Uccisa sotto casa a colpi di pistola il 31 marzo 1984, ma riconosciuta tale dalla commissione del dipartimento affari civili del ministero dell’Interno solo nel 2002.
Col linguaggio contemporaneo forse l’avremmo definito «femminicidio per mano mafiosa». Pensato, messo a punto e compiuto da uomini, per silenziare una femmina ingombrante, fiera, chiassosa, che osava utilizzare la Politica per finalità non personali ma civili, battaglie di comunità. Mettendoci la faccia. L’esatto contrario di chi, alle spalle, vile e senza coraggio la colpì.
Senza sapere che il chiodo al muro delle responsabilità di tutti e di ognuno, Renata Fonte l’avrebbe conficcato proprio con la sua morte. Che l’ha resa eterna.
Ma davvero voleva cambiare il mondo, l’assessora di Nardò, lei da sola? Che poi alla fine, se certi affari le puzzavano tanto, avrebbe potuto voltare lo sguardo di pochi gradi, non vedere, turarsi il naso e passare oltre. E invece no, s’incaponiva, s’impuntava, gridava, benedetta femmina!
E allora… gli spari al posto delle sue urla. Uno scambio iniquo, perché quelle urla si sentono ancora. Nel vento, tra le fronde degli alberi del belvedere di Portoselvaggio, nelle mani nervose e pregne di vita delle figlie Sabrina e Viviana, nei fiumi di parole di chi sente la tensione morale della testimonianza attiva, nello scirocco e nella tramontana che agitano quei luoghi. Ventosi e ribelli come lei.
Questa terra ha maturato un debito, verso Renata. Senza fine. E la presa in carico dei debiti si chiama impegno. Reale, concreto. Oltre i palchi, le frasi fatte, i coni di luce da rendita. L’impegno è silenzioso, faticoso, va nutrito giorno per giorno di contenuti. E i contenuti sono i fatti. La concretezza costante, quotidiana, senza sosta, senza ferie, di tutti e di ognuno. La verità.

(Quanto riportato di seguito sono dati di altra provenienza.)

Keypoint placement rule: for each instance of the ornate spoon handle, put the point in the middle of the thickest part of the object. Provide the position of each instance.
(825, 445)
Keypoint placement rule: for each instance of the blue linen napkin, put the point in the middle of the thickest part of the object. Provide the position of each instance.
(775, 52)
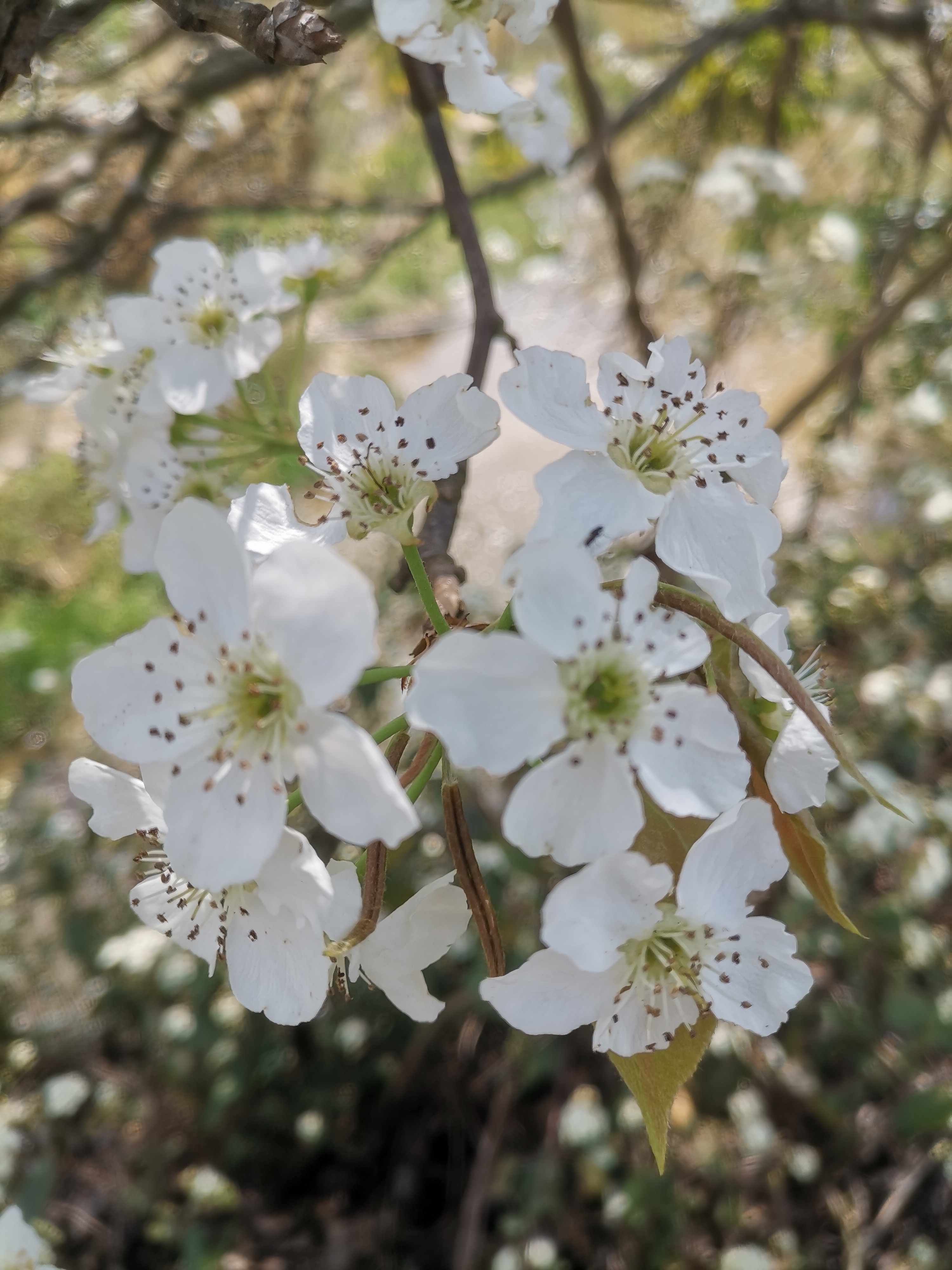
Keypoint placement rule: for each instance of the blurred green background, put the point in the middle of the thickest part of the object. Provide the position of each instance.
(147, 1120)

Di quanti a favore di camera oggi ricordano Renata Fonte, quanti davvero l’avrebbero davvero difesa allora? C’è che è più facile piangere i morti, strappando un applauso, che tutelare i vivi dall’isolamento che porta alla morte.
È più sbrigativo e gratuito abusare di termini ed espressioni come antimafia, legalità, schiena dritta, che mettere le mani nel fango e nella dinamite e provare a pulire, disinnescare gli ordigni che minano la tenuta stabile della società civile. E se lo fa qualcun altro allora è pazzo, visionario, e va allontanato perché l’onda d’urto non travolga la nostra quiete opaca e limacciosa. Facciamo memoria, ma di memoria pecchiamo. Molto spesso.
Per questo c’è chi ancora ammazza Renata, ogni giorno. Con la mistificazione, l’endovena venefica del dubbio su genesi e cause del delitto, il rodimento davanti all’intitolazione di una piazza, di una via, di un edificio. Ma lei col suo fiore tra i capelli, condanna più da morta che da viva, alla vergogna.
Scegliere la verità, nei giorni travagliati di Renata come oggi, equivale a caricarsi una croce, una lotta quotidiana su una strada irta di incomprensioni e perdite, vestire la corazza bucherellata dei divisivi, e creare conflitti perché non si è disposti a sacrificare sull’altare del compromesso valori imprescindibili. E vuol dire correre il rischio di rimanere soli.